UNOVA, the troubled supplier of mobile computing and wireless network products, has secured two asset-based credit facilities with a capacity of up to $275 million. The three-year agreements replace a $400 million short-term financing arranged in February with J.P. Morgan Chase, that was set to expire in November, explained David Brooks, director of investor relations at the Woodland Hills, Calif.-based company, which also supplies manufacturing systems for the auto and aerospace industries.
Bank of America and Heller Financial were selected to lead the syndicate for a $200 million line, and a $75 million term loan was obtained from Special Value Investment Management. Pricing on the $200 million revolver is LIBOR plus 31/2 %. Brooks declined comment on the term loan spread and on why J.P. Morgan was not chosen to lead the new facility, though he did say that the move to a longer-term facility is beneficial. Borrowing availability on the revolver is based on levels of eligible accounts receivables and inventories, and both facilities are secured by all the domestic assets of UNOVA.
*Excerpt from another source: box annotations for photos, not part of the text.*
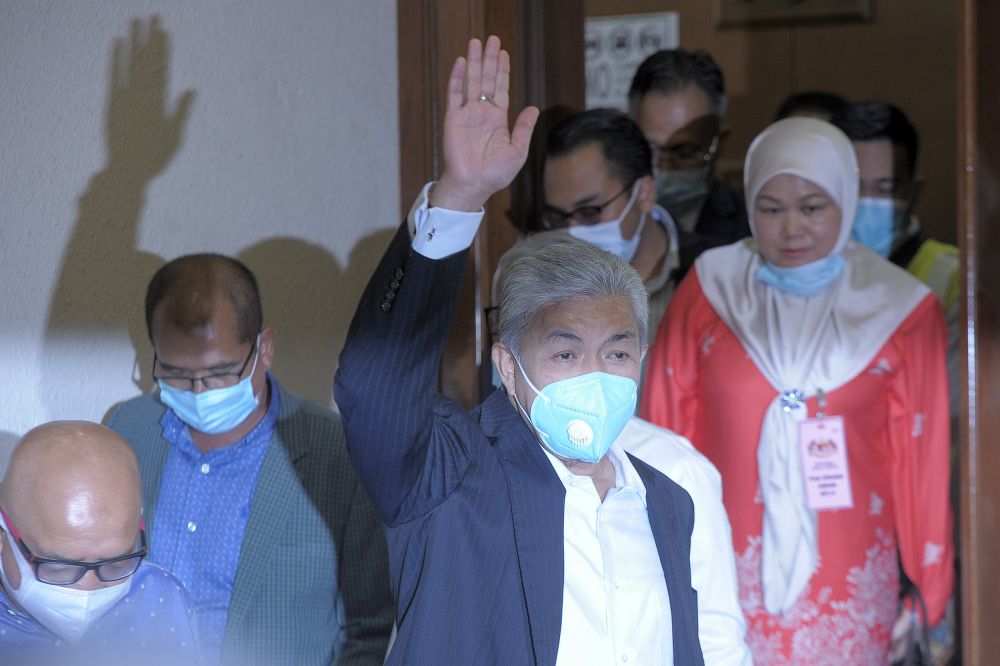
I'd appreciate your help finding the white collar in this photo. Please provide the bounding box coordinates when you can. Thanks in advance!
[539,436,646,506]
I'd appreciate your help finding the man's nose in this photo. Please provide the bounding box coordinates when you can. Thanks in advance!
[70,569,110,590]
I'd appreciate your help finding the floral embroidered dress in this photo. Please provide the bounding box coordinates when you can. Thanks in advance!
[640,270,953,666]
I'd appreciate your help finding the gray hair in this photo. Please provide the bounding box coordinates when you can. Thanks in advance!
[497,234,649,357]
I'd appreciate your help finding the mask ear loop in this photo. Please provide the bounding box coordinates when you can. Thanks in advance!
[512,356,552,446]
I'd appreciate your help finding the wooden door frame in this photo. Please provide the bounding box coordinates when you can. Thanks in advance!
[957,0,1000,664]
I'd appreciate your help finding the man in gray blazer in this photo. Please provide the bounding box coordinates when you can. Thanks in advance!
[109,254,392,666]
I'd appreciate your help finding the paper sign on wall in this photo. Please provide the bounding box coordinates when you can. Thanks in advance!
[585,12,680,111]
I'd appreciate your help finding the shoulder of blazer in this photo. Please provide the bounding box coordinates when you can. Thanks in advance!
[107,393,167,456]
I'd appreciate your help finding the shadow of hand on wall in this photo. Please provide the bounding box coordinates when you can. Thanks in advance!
[42,16,195,417]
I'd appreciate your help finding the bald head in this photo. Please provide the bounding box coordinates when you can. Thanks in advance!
[0,421,142,572]
[146,254,263,343]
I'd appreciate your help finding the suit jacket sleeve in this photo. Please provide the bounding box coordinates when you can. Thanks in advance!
[334,222,469,527]
[337,474,393,666]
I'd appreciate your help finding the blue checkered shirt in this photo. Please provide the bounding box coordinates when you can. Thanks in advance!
[150,376,280,663]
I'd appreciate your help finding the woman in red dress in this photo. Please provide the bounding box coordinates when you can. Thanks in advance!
[641,118,953,666]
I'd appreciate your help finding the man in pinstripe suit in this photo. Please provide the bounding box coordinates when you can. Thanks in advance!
[335,37,703,666]
[109,254,392,666]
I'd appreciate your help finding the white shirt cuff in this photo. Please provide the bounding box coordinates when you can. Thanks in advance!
[406,182,483,259]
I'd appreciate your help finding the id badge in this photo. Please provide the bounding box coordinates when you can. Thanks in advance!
[799,416,854,511]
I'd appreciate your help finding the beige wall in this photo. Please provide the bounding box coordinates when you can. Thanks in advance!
[0,0,398,446]
[586,0,957,242]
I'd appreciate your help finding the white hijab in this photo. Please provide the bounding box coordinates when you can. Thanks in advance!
[695,118,930,614]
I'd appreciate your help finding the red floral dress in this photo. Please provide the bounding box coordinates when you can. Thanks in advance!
[640,271,953,666]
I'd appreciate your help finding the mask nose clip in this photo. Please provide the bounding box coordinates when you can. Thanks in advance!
[566,419,594,446]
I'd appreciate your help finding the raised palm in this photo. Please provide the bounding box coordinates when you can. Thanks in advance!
[431,36,538,210]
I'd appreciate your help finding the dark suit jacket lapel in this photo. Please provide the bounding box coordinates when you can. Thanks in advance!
[627,453,701,664]
[480,391,566,664]
[226,382,309,635]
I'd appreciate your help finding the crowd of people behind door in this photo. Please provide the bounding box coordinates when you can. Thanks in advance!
[0,33,958,666]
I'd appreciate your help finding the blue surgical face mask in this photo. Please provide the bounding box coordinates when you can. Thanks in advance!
[757,254,847,296]
[157,339,260,435]
[514,359,638,463]
[568,183,646,261]
[0,510,132,643]
[851,197,906,258]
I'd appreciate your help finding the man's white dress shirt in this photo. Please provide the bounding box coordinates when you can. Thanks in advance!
[407,183,752,666]
[543,443,674,666]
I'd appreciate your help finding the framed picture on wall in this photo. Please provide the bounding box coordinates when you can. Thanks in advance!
[716,0,873,28]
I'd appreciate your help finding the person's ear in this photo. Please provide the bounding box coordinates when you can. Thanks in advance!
[491,342,517,395]
[636,176,656,215]
[709,125,730,172]
[257,326,278,372]
[906,174,924,216]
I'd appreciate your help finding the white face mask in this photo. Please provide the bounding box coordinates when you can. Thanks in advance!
[0,516,132,643]
[568,183,646,261]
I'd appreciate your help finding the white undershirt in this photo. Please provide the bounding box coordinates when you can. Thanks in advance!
[543,445,674,666]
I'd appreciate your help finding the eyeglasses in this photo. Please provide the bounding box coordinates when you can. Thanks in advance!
[0,509,148,585]
[649,134,719,171]
[541,180,635,229]
[153,338,259,391]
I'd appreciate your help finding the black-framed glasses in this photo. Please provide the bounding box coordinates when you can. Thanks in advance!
[153,334,260,391]
[649,134,719,171]
[541,180,636,229]
[0,509,148,585]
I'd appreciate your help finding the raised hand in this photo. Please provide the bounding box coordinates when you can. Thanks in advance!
[430,36,538,211]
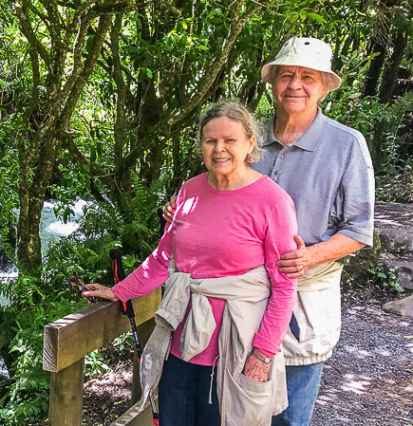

There have been attempts to reduce borrowings, said Brooks, adding that last month the company completed a revision of its defined-benefit pension plan. The restructuring of the antiquated pension scheme yielded net proceeds of more than $100 million, noted Brooks, which was used to reduce outstanding debt. The commitment level went to less than $200 million, thereby avoiding additional fees and borrowing costs.
UNOVA has suffered from weak operating performance as a result of the slowing U.S. economy and soft-end market demand. Standard & Poor's has the firm on CreditWatch with "negative" implications, and the bank loan rating is a precarious CCC+. Credit Suisse First Boston was hired at one point to examine strategic alternatives, including selling the company, but this plan was terminated, as the UNOVA management's valuation of the company differed from potential buyers.